We first thought of it at Unicorn, a colorful bar in the once-alt Pike/Pine corridor known for its carnival-style food menu (corn dogs, funnel cake, etc.). It was a work happy hour, and we were the first ones there, so we bantered and batted ideas around for the next job, the fun one, the dream project that would get us away from our desks and computers and routines and out into the real world, where we’d work with our hands and interact with people and wake up every day pumped to get after it. “It isn’t work if you love what you do,” and all those millennial creative-isms ringing in our ears, visions of bearded chocolatiers and mason jar-peddling jam-makers filling our heads, well-dressed and cohabitating in a Kinfolk-worthy live/work/farm space with minimalist-eclectic décor, every meal a sunset gathering of friends in the style of a Bon Appétit aspirational lifestyle spread, my other car is a sailboat.
The Cluck Truck, we’d call it, and the slogan would be Keep on Cluckin’, and the menu would be narrow and niche and nostalgic: chicken nuggets, several different styles, several different sauces. A stranger behind us overheard and joined in, offering encouragement and a few flavor ideas—something maple bourbon, for a sophisticated spin, something in panko with a tangy katsu-style sauce. The idea for the food truck was a new one, but it wasn’t the first of its genre. Patrick, the mastermind behind the Bagel Hole™ and ice cream dippers (you know, chips made of waffle cone) spearheaded most, but the group dynamic was needed to get the ball rolling.
Some of our enterprise ideas had been infinitely practical. We were all copywriters—let’s just start our own content company! Work for the clients we want. Set up shop in a cool co-working space closer to where we all live. Some were just ongoing comedy bits, like the bindle shop, in which we’d make hobo accessories hip again.
The Cluck Truck got some traction, though, and resurfaced every couple of weeks. What sort of sides would we offer? Some kind of slaw? French fries, maybe—but what kind, other than definitely not crinkle-cut? Tater tots? Tater tots made of some fancy array of root vegetables—daikon, maybe, or taro, or beets? And, chicken nuggets being the star of the show here after all, how many different breadings and sauces did we want? Not too many, to be sure, but an interesting variety—and would they be true nuggets, made of ground meat, or more like small tenders, sliced and brined and then battered for a firmer, fleshier bite?

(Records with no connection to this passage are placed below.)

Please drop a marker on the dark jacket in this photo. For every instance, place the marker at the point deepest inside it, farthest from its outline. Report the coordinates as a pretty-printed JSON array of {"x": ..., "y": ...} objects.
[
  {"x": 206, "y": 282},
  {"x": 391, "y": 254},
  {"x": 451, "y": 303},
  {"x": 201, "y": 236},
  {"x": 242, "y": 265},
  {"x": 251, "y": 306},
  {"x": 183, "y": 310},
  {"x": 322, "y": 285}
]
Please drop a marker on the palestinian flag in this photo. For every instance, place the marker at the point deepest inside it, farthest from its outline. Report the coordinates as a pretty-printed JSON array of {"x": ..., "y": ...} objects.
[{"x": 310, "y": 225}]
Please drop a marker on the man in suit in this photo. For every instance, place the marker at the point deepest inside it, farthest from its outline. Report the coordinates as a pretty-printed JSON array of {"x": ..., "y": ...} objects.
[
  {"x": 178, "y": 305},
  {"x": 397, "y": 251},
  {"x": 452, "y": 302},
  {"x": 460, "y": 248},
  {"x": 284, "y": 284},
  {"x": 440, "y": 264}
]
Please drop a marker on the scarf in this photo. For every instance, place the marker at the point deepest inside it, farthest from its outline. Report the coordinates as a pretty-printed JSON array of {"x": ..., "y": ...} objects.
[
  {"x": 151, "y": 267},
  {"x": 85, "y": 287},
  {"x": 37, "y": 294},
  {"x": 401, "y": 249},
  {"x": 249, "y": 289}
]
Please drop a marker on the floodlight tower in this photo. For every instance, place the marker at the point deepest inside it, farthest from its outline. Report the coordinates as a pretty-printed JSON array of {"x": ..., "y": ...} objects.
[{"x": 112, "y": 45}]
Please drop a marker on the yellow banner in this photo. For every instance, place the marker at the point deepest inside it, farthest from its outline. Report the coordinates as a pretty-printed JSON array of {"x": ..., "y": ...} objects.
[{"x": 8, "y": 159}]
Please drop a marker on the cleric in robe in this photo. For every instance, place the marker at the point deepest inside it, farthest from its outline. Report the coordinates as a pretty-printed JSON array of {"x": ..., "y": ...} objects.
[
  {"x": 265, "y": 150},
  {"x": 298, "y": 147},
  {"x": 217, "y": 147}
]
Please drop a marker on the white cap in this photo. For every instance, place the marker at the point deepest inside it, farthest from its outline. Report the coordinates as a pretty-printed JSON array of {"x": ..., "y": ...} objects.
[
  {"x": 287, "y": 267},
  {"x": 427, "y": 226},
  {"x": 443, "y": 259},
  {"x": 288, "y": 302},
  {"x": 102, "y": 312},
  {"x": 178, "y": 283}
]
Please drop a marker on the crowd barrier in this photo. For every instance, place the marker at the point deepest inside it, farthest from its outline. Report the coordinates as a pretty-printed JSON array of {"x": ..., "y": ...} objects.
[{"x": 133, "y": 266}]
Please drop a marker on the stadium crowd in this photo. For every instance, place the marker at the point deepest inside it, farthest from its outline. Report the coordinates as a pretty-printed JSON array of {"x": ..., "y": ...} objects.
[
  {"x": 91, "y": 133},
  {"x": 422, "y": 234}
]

And then we thought maybe we were getting ahead of ourselves. We needed to recipe test, to be sure, but before we went full on into menu development, we should do a little research. How much money it takes to get going, how to get a business license and the necessary permits for food, does anyone know how a deep fryer works, where are we sourcing our chicken—who has a chicken guy? Some preliminary googling wasn’t great news, as the capital needed for your standard food truck operation (according to Quora, and other authorities) was looking more like $100k than the $50k we’d guessed it at and when we pooled our resources we had roughly eleven dollars set aside.
We’ll keep looking into it, I’m sure, until we think of the next thing, and then we’ll look into that, and one day we’ll look back and think that if we had just put the time we spent talking about these ideas into actually making one of them happen, maybe instead of being in here now we’d be out there, peddling nuggets to the delighted passersby, pouring condiments into tiny paper cups, scrubbing fryer oil off the steel counters in our chicken-shaped truck. But we all have jobs, comfortable and boring, and that’s the thing about decisions (and risks)—they’re only easy to make (and take) when there is nothing at all to lose.